VC Pitch Email Builder

Write a cold email to a venture capitalist with traction and ask

Generate a concise VC cold email with a one-liner, traction metrics, why-now, team signal, and a specific ask for an intro call — assembled to stay under 200 words so investors actually read it.

How long should a VC cold email be?

Under 200 words, ideally closer to 120. Investors triage dozens of cold emails a day, so a tight email that leads with the one-liner and traction respects their time and gets read. Detail belongs in the deck you link, not the email body.

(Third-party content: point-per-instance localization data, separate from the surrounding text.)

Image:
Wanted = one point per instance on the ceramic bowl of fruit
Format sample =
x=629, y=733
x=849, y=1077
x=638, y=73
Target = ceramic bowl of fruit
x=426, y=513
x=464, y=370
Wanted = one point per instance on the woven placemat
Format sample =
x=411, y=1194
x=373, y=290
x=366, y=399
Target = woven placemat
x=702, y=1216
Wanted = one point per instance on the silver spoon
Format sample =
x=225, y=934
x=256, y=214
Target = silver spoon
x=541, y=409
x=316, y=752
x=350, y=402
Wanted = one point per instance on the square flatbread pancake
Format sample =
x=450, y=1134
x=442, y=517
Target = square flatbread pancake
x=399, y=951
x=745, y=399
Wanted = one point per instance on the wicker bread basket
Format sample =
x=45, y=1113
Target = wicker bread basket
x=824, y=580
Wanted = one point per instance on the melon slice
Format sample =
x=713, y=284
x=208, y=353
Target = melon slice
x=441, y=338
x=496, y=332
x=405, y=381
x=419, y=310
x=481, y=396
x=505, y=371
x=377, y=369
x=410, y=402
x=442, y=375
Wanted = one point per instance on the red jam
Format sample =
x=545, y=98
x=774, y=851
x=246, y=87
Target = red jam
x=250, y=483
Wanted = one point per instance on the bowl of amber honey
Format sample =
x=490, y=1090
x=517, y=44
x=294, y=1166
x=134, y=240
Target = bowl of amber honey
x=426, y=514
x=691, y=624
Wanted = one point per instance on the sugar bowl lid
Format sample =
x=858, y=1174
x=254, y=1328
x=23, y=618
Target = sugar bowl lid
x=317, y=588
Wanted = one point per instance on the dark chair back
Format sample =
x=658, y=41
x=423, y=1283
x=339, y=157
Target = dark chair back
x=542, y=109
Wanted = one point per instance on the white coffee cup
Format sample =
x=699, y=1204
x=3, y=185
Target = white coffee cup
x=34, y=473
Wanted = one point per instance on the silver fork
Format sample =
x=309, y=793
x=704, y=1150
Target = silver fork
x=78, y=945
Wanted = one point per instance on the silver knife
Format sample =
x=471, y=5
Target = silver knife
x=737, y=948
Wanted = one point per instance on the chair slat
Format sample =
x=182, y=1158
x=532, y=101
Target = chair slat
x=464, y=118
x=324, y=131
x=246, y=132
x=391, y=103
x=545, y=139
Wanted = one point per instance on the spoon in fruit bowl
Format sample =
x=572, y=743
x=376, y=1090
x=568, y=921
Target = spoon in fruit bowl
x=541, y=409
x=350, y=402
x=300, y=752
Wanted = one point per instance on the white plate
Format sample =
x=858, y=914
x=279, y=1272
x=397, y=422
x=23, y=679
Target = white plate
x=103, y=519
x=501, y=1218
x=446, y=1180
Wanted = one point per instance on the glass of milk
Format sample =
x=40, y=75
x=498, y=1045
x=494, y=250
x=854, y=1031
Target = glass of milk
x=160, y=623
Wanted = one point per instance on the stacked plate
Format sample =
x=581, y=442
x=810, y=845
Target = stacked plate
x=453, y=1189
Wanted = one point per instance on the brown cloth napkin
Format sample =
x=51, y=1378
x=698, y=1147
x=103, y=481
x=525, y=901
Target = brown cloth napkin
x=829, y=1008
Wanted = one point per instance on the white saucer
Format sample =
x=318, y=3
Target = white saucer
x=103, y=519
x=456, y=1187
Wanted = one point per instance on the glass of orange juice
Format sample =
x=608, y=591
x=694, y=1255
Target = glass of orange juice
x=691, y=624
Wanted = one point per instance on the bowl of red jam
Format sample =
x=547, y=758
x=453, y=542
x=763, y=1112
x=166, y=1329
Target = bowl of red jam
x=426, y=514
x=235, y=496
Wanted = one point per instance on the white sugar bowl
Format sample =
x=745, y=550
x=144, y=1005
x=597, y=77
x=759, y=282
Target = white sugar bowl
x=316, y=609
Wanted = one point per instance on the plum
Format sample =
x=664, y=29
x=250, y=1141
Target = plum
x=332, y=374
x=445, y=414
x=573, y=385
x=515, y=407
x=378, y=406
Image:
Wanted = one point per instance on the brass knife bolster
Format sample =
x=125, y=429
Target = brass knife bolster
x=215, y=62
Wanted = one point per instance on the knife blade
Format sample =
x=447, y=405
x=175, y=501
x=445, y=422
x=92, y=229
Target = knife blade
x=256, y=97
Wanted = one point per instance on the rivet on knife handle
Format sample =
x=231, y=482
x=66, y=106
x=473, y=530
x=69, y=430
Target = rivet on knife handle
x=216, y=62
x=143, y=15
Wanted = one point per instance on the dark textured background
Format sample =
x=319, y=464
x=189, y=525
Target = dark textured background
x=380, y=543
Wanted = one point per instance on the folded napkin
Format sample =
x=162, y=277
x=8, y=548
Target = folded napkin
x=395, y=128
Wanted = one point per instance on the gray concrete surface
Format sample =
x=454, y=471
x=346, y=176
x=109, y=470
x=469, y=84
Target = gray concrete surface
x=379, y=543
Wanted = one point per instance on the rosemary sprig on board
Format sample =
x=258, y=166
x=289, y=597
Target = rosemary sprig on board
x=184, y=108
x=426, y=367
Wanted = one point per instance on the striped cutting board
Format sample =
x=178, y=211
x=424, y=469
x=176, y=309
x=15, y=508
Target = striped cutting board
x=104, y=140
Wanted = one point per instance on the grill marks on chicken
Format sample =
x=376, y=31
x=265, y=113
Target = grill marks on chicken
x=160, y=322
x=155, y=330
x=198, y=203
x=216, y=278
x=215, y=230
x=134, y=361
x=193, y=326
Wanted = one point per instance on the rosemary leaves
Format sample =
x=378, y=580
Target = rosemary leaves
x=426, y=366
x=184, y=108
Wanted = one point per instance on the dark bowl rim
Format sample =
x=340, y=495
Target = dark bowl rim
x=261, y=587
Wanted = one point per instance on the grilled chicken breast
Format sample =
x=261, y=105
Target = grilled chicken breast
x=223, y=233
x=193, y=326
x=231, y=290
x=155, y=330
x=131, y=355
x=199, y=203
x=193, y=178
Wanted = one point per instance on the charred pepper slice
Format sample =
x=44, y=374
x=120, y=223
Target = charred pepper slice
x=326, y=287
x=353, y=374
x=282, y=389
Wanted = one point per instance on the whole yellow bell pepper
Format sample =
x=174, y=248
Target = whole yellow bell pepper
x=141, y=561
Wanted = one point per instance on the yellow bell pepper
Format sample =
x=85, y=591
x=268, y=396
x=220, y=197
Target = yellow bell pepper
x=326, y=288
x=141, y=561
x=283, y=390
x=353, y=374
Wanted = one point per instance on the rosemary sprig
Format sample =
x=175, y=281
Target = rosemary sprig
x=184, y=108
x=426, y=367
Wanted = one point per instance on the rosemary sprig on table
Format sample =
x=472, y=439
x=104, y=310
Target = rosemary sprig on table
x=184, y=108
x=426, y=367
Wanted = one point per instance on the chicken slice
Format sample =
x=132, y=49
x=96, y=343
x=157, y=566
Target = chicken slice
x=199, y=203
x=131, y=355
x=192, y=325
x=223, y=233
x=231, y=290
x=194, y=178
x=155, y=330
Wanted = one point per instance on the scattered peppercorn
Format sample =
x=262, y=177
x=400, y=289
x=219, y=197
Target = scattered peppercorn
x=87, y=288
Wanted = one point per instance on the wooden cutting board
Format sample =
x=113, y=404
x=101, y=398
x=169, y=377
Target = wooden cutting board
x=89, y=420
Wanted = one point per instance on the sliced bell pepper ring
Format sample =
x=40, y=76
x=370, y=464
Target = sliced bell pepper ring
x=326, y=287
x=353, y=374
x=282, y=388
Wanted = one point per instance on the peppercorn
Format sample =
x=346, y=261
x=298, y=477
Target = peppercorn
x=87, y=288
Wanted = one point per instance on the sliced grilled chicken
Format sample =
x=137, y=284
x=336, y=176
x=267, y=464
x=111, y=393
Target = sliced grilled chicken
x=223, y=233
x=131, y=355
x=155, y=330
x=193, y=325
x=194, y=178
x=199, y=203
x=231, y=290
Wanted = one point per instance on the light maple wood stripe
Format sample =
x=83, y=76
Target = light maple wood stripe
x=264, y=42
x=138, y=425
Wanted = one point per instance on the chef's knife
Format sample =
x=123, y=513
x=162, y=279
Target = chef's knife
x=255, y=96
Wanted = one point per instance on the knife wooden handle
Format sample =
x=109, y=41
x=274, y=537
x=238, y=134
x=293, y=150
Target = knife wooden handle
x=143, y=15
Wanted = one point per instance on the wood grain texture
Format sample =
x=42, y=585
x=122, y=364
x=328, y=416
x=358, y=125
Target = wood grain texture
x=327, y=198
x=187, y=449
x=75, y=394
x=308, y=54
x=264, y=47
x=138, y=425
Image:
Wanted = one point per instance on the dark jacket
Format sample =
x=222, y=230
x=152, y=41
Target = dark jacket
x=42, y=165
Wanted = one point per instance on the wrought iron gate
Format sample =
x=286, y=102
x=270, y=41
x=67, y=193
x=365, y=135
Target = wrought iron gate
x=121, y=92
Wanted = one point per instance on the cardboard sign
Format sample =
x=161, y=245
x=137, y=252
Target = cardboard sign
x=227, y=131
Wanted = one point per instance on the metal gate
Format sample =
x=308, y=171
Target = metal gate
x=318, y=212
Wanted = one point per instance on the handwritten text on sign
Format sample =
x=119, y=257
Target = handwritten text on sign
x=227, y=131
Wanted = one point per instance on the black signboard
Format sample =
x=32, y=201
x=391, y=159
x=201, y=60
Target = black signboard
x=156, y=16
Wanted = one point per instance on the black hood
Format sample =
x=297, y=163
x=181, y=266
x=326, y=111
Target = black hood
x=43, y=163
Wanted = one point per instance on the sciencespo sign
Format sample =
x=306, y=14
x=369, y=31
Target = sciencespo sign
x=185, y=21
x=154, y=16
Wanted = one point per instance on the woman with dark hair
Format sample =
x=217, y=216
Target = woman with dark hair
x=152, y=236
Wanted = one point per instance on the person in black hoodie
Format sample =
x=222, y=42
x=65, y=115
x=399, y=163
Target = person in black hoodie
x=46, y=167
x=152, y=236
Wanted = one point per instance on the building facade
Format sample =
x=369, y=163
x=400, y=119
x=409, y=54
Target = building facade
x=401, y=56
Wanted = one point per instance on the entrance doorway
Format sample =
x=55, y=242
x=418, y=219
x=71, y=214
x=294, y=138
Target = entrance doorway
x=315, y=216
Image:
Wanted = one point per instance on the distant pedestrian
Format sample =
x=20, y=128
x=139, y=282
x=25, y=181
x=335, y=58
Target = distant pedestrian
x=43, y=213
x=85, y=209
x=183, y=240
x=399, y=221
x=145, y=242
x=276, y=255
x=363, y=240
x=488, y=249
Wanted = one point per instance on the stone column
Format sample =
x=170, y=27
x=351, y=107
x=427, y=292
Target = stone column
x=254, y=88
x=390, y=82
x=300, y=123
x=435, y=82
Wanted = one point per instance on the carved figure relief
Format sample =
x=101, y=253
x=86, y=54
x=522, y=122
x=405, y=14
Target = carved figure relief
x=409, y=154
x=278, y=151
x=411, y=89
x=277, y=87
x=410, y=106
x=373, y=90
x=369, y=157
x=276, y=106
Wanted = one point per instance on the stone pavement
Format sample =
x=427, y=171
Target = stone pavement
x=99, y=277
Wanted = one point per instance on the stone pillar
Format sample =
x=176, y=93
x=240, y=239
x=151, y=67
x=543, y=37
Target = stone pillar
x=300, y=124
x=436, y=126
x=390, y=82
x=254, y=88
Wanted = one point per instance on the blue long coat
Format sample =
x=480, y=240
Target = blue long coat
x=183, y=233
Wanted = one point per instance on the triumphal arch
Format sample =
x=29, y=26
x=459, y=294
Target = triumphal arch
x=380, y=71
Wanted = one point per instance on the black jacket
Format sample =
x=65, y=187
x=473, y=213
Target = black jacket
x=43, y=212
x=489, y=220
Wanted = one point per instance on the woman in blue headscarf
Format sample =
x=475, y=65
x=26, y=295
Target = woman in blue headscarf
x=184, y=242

Get past the investor inbox triage

Most VC cold emails fail not because the company is weak, but because the email is long, vague, and buries the ask. Investors decide in seconds. This builder assembles a tight, structured cold email — one-liner, traction, why-now, team, ask — and keeps a live word count so you stay under the threshold where emails actually get read.

How it works

The tool follows the structure experienced founders use for investor outreach. It opens with your personalised hook and a single-sentence description, leads with traction because numbers earn attention, adds a why-now line to convey urgency and timing, drops a short team-credibility signal, and closes with one specific, low-friction ask. It assembles these in the proven order and counts words so you can trim until the email is scannable in under thirty seconds. The subject line is generated from your one-liner so it previews the value before the email is even opened.

Tips and example

  • Replace the placeholder opening line with a real, specific reason you are emailing this investor — never send a generic intro.
  • Lead with your strongest metric. £40k MRR, growing 22% MoM beats three soft qualitative claims.
  • Make the ask a yes/no with a low cost: “15 minutes next week?” converts far better than “would love to chat sometime”.
  • Link your deck rather than attaching it; keep the body short and let the curious click through.